Before getting to the definition of the fraction of reliable links, let us focus on Poisson bipolar networks for illustration, with the following concrete parameters: link distance 1/4, path loss exponent 4, target SIR threshold θ=1, and the fading is iid Rayleigh. The link density is λ, and we use slotted ALOHA with transmit probability is p. In this case, the well-known expression for ps is

\displaystyle p_{\text{s}}=\exp(-c\lambda p),

where c=0.3084 is a function of link distance, path loss exponent, and SIR threshold. We note that if we keep λp constant, ps remains unchanged. Now, instead of just considering the typical link, let us consider all the links in a realization of the network, i.e., for a given set of locations of all transceivers. The video below shows the histogram of the individual link reliabilities for constant λp=1 while varying the transmit probability p from 1.00 to 0.01 in steps of 0.01. The red line indicates ps, which is the average of all link reliabilities and remains constant at 0.735. Clearly, the distribution of link reliabilities changes significantly even with constant ps – as surmised above, ps does not reveal how disparate the reliabilities are. The symbol σ refers to the standard deviation of the reliability distribution, starting at 0.3 at p=1 and decreasing to less than 1/10 of that for p=1/100.

Histogram of link reliabilities in bipolar network.

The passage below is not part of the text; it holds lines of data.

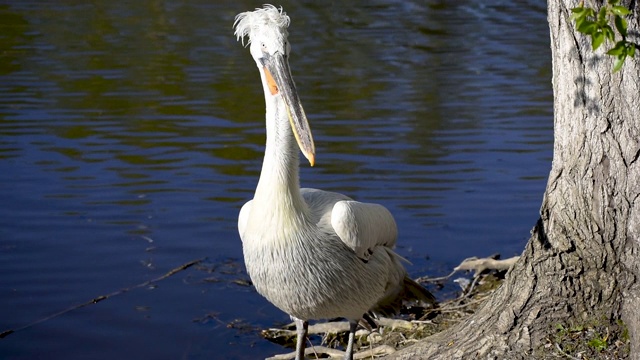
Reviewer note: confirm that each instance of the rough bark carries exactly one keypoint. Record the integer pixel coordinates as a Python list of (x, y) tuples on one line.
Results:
[(582, 261)]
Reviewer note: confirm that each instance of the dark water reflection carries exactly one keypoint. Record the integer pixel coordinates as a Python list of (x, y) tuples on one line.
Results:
[(132, 132)]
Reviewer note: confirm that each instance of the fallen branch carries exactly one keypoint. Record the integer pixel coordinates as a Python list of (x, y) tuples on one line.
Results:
[(333, 353), (97, 299), (480, 265), (477, 264)]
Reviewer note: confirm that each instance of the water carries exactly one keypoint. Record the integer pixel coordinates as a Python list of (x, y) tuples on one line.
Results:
[(132, 133)]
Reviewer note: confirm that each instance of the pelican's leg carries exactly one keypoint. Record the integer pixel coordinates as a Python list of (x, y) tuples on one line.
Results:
[(301, 330), (353, 325)]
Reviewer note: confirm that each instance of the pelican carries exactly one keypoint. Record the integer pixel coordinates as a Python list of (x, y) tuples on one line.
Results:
[(313, 254)]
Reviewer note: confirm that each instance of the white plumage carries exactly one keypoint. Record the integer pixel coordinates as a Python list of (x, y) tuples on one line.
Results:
[(314, 254)]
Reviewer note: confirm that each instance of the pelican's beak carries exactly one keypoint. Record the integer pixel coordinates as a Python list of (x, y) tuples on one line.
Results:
[(279, 81)]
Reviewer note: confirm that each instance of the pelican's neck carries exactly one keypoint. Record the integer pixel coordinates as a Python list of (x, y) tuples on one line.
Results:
[(279, 185)]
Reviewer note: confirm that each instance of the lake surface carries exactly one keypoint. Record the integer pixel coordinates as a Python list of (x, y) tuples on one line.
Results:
[(133, 132)]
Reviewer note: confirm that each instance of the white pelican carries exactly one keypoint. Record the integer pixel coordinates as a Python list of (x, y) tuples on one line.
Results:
[(314, 254)]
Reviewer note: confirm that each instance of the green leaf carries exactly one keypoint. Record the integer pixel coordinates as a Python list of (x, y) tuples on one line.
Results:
[(597, 39), (620, 10), (598, 344), (608, 33), (619, 62), (621, 25), (602, 15), (618, 49), (587, 27)]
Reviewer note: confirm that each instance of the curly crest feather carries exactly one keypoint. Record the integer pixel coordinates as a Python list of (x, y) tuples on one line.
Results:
[(268, 18)]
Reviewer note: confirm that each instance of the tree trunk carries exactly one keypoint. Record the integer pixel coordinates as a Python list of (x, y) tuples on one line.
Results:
[(582, 262)]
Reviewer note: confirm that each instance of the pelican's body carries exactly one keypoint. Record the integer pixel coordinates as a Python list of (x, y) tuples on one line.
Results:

Equipped with the blue histogram (or pdf), we can easily determine what fraction of links achieves a certain reliability, say 0.6, 0.7, or 0.8. These are shown in the plot below. It is apparent that for small p, due to the concentration of the link reliabilities as p→0, the fraction of reliable links tends to 0 or 1, depending on whether the reliability threshold is above or below the average ps .

Fraction of links achieving reliability at least 0.6, 0.7, 0.8.

So how do we characterize the link reliability distribution theoretically? We start with the conditional SIR ccdf at the typical link, given the point process:

\displaystyle P_{\text{s}}=\mathbb{P}(\text{SIR}>\theta\mid\Phi).

Then ps=E(Ps), with the expectation taken over the point process. Hence ps is the mean of the conditional success probability, and if we consider its distribution, we arrive at the link reliability distribution, shown in blue in the video above. Mathematically,

\displaystyle F(\nu)=\mathbb{P}(P_{\text{s}}>\nu).

where ν is the target reliability. This distribution is a meta distribution, since it is the distribution of a conditional distribution. In ergodic settings, it specifies the fraction of links that achieve an SIR of θ with reliability at least ν, which is exactly what we set out to quantify.
In conclusion: The fraction of reliable links is not given by the standard (mean) success probability; it is given by the meta distribution of the SIR.